The General Meeting is called by the Board of Directors upon giving at least 14 days' written notice to all members. All members are entitled to attend and vote at the General Meeting.
The total number of votes is 100. These 100 votes are distributed among the members according to the percentage of the payment due from each member towards the Association's running costs in the form of the membership fee determined pursuant to Article 10 and contributions assessed pursuant to Article 11 for the previous year.
Members exercise their right to vote through their managing director or any employee of that member who this mandate is apparently delegated internally. A member not present at the General Meeting may grant proxy to a nominated proxy holder. Failing to do so, proxy will be deemed given to the Chair of the Board or a person designated by the Chair.
The Chair of the Board opens the General Meeting and shall ensure that the names of the members present are recorded. The General Meeting then elects a chair for the meeting, who does not need to represent a member. The General Meeting shall also elect a person representing a member to sign the minutes together with the chair for the meeting.
Each matter shall be decided by an ordinary majority vote unless otherwise explicitly decided.

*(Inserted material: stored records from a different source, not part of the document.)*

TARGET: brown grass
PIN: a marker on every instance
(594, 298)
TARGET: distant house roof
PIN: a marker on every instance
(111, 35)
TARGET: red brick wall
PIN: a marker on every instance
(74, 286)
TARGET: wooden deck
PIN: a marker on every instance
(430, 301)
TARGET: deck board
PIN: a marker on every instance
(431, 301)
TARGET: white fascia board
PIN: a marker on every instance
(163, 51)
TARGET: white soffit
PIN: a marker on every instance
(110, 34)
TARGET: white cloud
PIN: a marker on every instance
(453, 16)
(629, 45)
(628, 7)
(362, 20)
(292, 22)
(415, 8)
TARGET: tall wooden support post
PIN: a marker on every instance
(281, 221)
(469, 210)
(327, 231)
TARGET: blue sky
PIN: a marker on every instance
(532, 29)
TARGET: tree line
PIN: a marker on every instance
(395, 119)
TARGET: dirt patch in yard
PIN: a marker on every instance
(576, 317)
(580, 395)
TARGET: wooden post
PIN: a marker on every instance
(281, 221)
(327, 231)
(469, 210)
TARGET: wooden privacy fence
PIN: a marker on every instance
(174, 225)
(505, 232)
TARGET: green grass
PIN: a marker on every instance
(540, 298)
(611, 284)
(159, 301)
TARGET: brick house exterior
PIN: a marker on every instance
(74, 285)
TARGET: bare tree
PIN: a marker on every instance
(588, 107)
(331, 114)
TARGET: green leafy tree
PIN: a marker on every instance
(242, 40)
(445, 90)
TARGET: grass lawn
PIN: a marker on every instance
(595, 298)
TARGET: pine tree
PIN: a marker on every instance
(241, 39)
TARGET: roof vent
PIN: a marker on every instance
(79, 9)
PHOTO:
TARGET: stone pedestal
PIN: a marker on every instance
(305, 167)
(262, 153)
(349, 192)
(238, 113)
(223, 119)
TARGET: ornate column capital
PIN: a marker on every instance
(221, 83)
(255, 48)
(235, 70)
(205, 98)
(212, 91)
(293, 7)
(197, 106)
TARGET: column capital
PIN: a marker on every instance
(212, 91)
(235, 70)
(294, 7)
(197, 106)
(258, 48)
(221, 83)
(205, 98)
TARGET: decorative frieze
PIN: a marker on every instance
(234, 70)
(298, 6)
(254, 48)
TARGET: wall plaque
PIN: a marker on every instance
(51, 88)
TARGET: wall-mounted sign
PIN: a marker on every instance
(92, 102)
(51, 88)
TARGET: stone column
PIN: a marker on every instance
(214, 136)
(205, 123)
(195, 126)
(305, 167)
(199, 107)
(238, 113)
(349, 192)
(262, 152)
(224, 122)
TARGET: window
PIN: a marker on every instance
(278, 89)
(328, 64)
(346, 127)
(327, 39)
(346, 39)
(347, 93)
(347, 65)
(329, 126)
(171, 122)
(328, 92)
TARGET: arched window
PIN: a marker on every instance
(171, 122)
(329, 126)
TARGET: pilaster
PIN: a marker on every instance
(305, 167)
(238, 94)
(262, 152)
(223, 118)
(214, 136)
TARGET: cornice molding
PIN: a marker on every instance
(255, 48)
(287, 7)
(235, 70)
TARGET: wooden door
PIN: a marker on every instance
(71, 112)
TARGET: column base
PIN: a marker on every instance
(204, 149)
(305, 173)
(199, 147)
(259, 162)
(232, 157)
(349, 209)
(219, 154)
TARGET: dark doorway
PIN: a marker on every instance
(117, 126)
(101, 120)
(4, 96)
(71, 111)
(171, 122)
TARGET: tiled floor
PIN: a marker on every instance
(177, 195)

In the event of a tied vote the meeting chair shall have the casting vote even if the meeting chair does not have the right to vote. A tied vote in an election shall be decided by drawing lots. Votes shall be cast in writing if one member so requests.
At the ordinary General Meeting the following matters shall be considered and decided:
1. Approval of the income statement, balance sheet and annual report for the previous year.
2. The budget for the current year.
3. Membership fee and contribution for the current year.
4. Election of Board members and their personal deputies. The Chair of the Board of Directors and the Deputy Chair shall be elected by the General Meeting by separate election for a term of two years.
5. Election of an auditor.
6. Election of a Nominating Committee consisting of no more than four persons, one of whom shall be elected as chair of the committee. The General Meeting shall adopt instructions for the Nominating Committee based on a proposal by the Board of Directors.
7. Any other matters specified in the notice of the General Meeting.
Only persons employed by a member at a high management level are eligible for office under subparagraphs 4 and 6 above. If the person elected resigns from its position as the member's employee, the office shall immediately cease to exist and a new election shall be held as soon as possible.
Only such matters as are mentioned in the notice of the General Meeting may be considered at the General Meeting. Proposals for matters that members wish to be considered at the ordinary General Meeting must have been received by the Board of Directors at least four weeks before the General Meeting.
An extraordinary General Meeting shall be held whenever the Board of Directors finds it advisable, or when such a meeting is demanded by the auditor or at least four members to consider a specific matter. In all other respects, the same rules apply as for an ordinary General Meeting.